- Interactive map of Woodhill
- Coordinates: 35°43′52″S 174°18′40″E﻿ / ﻿35.731°S 174.311°E
- Country: New Zealand
- City: Whangārei
- Local authority: Whangarei District Council
- Electoral ward: Whangārei Urban Ward

Area
- • Land: 139 ha (340 acres)

Population (June 2025)
- • Total: 2,970
- • Density: 2,140/km^{2} (5,530/sq mi)

= Woodhill, Whangārei =

Woodhill (Māori: Kauika) is a suburb of Whangārei, in Northland Region, New Zealand. It is about 1.5 kilometres southwest of the city centre. State Highway 1 runs through Woodhill, bypassing the CBD, and State Highway 14 ends at an intersection with SH1. Whangarei Hospital is on SH14 between Woodhill and Horahora.

==History==
The area has been called Woodhill since the late 19th century and was developed as "Woodhill Estate" at the beginning of the 20th century Water pipes were laid about 1907. Around 1910–1911, discussions were held by the Whangarei Borough Council about metalling the roads of the estate.

Woodhill was originally part of Whangarei County, but was transferred to Whangarei Borough in 1949.

==Demographics==
The statistical area of Woodhill-Vinetown, which approximately matches this suburb, covers 1.39 km2 and had an estimated population of as of with a population density of people per km^{2}.

Woodhill-Vinetown had a population of 2,802 in the 2023 New Zealand census, a decrease of 45 people (−1.6%) since the 2018 census, and an increase of 363 people (14.9%) since the 2013 census. There were 1,332 males, 1,461 females and 9 people of other genders in 1,134 dwellings. 4.2% of people identified as LGBTIQ+. The median age was 37.5 years (compared with 38.1 years nationally). There were 459 people (16.4%) aged under 15 years, 576 (20.6%) aged 15 to 29, 1,293 (46.1%) aged 30 to 64, and 474 (16.9%) aged 65 or older.

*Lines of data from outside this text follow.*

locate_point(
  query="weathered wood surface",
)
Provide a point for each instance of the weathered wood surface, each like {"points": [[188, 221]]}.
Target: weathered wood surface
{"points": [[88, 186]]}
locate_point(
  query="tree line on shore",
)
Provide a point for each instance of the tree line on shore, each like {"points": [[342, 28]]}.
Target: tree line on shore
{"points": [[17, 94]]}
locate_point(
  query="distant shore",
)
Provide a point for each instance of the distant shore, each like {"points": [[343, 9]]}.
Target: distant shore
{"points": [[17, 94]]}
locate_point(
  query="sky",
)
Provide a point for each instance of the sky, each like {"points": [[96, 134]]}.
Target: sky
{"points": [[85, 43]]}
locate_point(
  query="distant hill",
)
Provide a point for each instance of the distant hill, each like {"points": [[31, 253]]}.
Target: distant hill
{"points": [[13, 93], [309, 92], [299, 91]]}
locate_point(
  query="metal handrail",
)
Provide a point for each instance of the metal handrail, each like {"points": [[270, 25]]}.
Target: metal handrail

People could identify as more than one ethnicity. The results were 63.0% European (Pākehā); 33.4% Māori; 5.7% Pasifika; 18.5% Asian; 0.5% Middle Eastern, Latin American and African New Zealanders (MELAA); and 2.5% other, which includes people giving their ethnicity as "New Zealander". English was spoken by 94.9%, Māori language by 9.5%, Samoan by 0.9%, and other languages by 12.8%. No language could be spoken by 2.8% (e.g. too young to talk). New Zealand Sign Language was known by 0.6%. The percentage of people born overseas was 25.7, compared with 28.8% nationally.

Religious affiliations were 30.3% Christian, 3.1% Hindu, 0.7% Islam, 2.8% Māori religious beliefs, 0.6% Buddhist, 1.0% New Age, 0.1% Jewish, and 3.7% other religions. People who answered that they had no religion were 49.5%, and 8.1% of people did not answer the census question.

Of those at least 15 years old, 381 (16.3%) people had a bachelor's or higher degree, 1,176 (50.2%) had a post-high school certificate or diploma, and 672 (28.7%) people exclusively held high school qualifications. The median income was $35,800, compared with $41,500 nationally. 117 people (5.0%) earned over $100,000 compared to 12.1% nationally. The employment status of those at least 15 was that 1,173 (50.1%) people were employed full-time, 279 (11.9%) were part-time, and 84 (3.6%) were unemployed.